KOA could you please give me the web address for the grapple you have.


----------



## TreeJunkie

Koa, 


You have it good. Nice machinery you have. Can't wait to pick up a mini myself. 
Hope to see some pics of the Gehl w/ your grapple in action! That will be a bad arse combo!

Later


----------



## Koa Man

Rolla,
Here you go.
http://www.topnotchequipment.com/


----------



## ROLLACOSTA

thanks


----------



## Koa Man

Just thought I'll post some pictures of my Gehl lifting some logs. We took down a eucalyptus and could just dump the debris down a ravine. I also have some pictures of it running on wet grass. It rained for about 5 hours the night before. Look at the before and after pictures of it running on the very damp lawn. No damage.

The first 3 pictures are of it picking up a log, taking it to the top of the ravine and then a picture of the logs in the ravine. The next two pictures are before running on the wet grass and after.


----------



## ASD

*Gehl'S SUCK !!!*

DON'T BY ANY THING FROM Gehl AS WE HAD TWO 7810 SKID STEER'S A 362 MIN. EX AND A 4835 SKID STEER . ALL OF THEM WERE JUNK (WE MADE THE DEALER TAKE THEM BACK!!!!!!!! THE 7810 WAS THE WORST. FIRST ONE BROKE DOWN 14 TIMES IN 82HR. !!! THEY REPLACED IT WITH A NEW ONE (THAT WAS BUILT JUST FOR US / PULLED OFF THE LINE TAKEN APART RE ASSEMBLED BY THEIR ENGINEERS WITH ALL THE UPDATES AND SHIPPED )AND THAT ONE HAS BROKE DOWN 10 TIMES IN 79HR!! JUST TO CLARIFY BROKE DOWN MEANS THE UNIT HAD TO BE DRAGGED ON TO A TRAILER OR THE MECHANIC HAD TO COME OUT (WITCH TOOK 3 TO 4 DAYS) BECAUSE THE UNIT COULD NOT BE MOVED. THEY HAVE NO PARTS ON HAND AND IT TAKES DAYS TO WEEKS TO GET EVEN THE MOST BASIC PARTS !


----------



## Koa Man

ASD,
Sorry to hear of the problems you had with your Gehl.

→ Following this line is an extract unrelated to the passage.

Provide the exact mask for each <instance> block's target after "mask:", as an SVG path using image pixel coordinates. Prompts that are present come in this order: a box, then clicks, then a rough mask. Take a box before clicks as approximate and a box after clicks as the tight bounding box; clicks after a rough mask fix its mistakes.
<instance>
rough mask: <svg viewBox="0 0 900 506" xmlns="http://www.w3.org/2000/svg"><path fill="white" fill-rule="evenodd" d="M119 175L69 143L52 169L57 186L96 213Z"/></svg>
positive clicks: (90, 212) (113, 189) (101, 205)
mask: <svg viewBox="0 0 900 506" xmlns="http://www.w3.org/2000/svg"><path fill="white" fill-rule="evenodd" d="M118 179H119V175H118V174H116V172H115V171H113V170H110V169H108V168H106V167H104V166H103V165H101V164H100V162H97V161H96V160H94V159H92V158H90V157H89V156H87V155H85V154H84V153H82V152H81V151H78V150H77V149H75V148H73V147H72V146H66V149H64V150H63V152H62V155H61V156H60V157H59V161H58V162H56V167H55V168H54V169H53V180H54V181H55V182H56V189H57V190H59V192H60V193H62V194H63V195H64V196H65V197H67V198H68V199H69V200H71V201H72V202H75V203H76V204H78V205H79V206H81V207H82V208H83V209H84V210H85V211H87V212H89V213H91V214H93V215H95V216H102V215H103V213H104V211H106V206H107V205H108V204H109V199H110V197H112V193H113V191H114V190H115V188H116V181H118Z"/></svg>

I am not encouraging or advising anyone to buy this machine, but I bought this 3 year old machine used 6 months ago and it has been trouble free so far. 

This link seems to counter what you say about Gehl, although I don't doubt that every company makes a lemon now and then.
http://www.************/archive/index.php/t-36997.html


----------



## ASD

the big problem with gehl is that they don't build their own tractors !they just paint them yellow change a couple of items and put stickers on them !

gehl track loaders are takeuchi with a different cab

wheel loaders are jcb

skid steers are mustangs 

min ex are imports


----------



## ASD

the biggest problem is that when something dose go wrong "it not are fault it a problem with a vendor" (i have heard this 31 times on 4 different gehl's) my biggest gripe is i did not buy parts from vendors and build a ASD mobile i bought a gehl . in 17 years in bis. i have never delt with another company that wanted to blame the vender's for their product


----------